ITEM 2.01. COMPLETION OF AN ACQUISITION OR DISPOSITION OF ASSETS

On June 17, 2005, the Company completed the acquisition of a 30-property, 4,328-room hotel portfolio from CNL Hotels and Resorts, Inc. for approximately $465.0 million in cash. The purchase price equates to a trailing twelve-month net operating income capitalization rate of approximately 8.4% on the entire 30-hotel portfolio.

 


 

The 30-hotel portfolio consists of 13 Residence Inns by Marriott in 9 states, 6 Courtyards by Marriott in 5 states, 7 TownePlace Suites by Marriott in 6 states, and 4 SpringHill Suites by Marriott in 3 states. The hotels in the portfolio have an average age of 8.9 years with a majority of the hotels built between 1997 and 2000. Marriott International, Inc. will continue to operate the hotels under incentive management agreements.

The Company funded the acquisition from several sources including: proceeds from a $370.0 million, 10-year mortgage loan from Merrill Lynch Mortgage Lending, Inc. (“Merrill”) at a fixed interest rate locked at 5.32%, gross proceeds of approximately $65.0 million from the issuance of 6,454,816 shares of Series B cumulative convertible redeemable preferred stock to Security Capital Preferred Growth Incorporated (“Security Capital”), and cash currently on the balance sheet.

ITEM 2.03 MATERIAL FINANCIAL OBLIGATION

On June 17, 2005, the Company completed six cross-collateralized ten-year mortgage loans totaling $370.0 million from Merrill Lynch Mortgage Lending, Inc. at a fixed interest rate locked at 5.32%. The mortgage loans are secured by 30 hotel properties, require interest-only payments due monthly for five years and interest and principal payments due monthly thereafter based on a twenty-five year amortization schedule, and prohibits prepayment. These loans are subject to acceleration upon the occurrence of certain events of default by the borrowers.

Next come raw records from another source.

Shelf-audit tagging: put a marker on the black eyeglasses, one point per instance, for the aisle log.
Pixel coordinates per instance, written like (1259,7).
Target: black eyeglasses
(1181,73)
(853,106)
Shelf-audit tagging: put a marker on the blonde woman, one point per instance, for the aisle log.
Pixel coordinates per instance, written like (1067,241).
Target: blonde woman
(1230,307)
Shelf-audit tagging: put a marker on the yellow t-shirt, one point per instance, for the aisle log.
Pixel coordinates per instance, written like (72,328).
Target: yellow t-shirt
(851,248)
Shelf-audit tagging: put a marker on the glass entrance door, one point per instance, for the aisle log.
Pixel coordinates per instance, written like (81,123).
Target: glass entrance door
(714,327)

The Company used the proceeds from the cumulative $370.0 million mortgage loans to partially fund the acquisition of a 30-property hotel portfolio completed June 17, 2005, for approximately $465.0 million in cash.

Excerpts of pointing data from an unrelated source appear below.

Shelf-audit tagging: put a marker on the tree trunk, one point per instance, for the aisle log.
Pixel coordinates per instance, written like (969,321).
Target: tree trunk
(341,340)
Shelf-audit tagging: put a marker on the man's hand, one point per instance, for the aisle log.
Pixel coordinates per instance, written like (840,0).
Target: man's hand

ITEM 3.02. UNREGISTERED SALE OF EQUITY SECURITIES

On June 15, 2005, the Company sold to Security Capital 6,454,816 shares of Series B-1 Preferred Stock for $64,999,997, or $10.07 per share, pursuant to the terms of the Series B Cumulative Convertible Redeemable Preferred Stock Purchase Agreement, dated December 27, 2004, between the Company and Security Capital.

Each share of Series B-1 Preferred Stock is convertible, at the option of the holder, at any time into the number of shares of common stock of the Company obtained by dividing $10.07 by the conversion price then in effect. The initial conversion price of the Class B-1 Preferred Stock is $10.07 and is subject to certain adjustments as provided in the Articles Supplementary relating the Class B-1 Preferred Stock.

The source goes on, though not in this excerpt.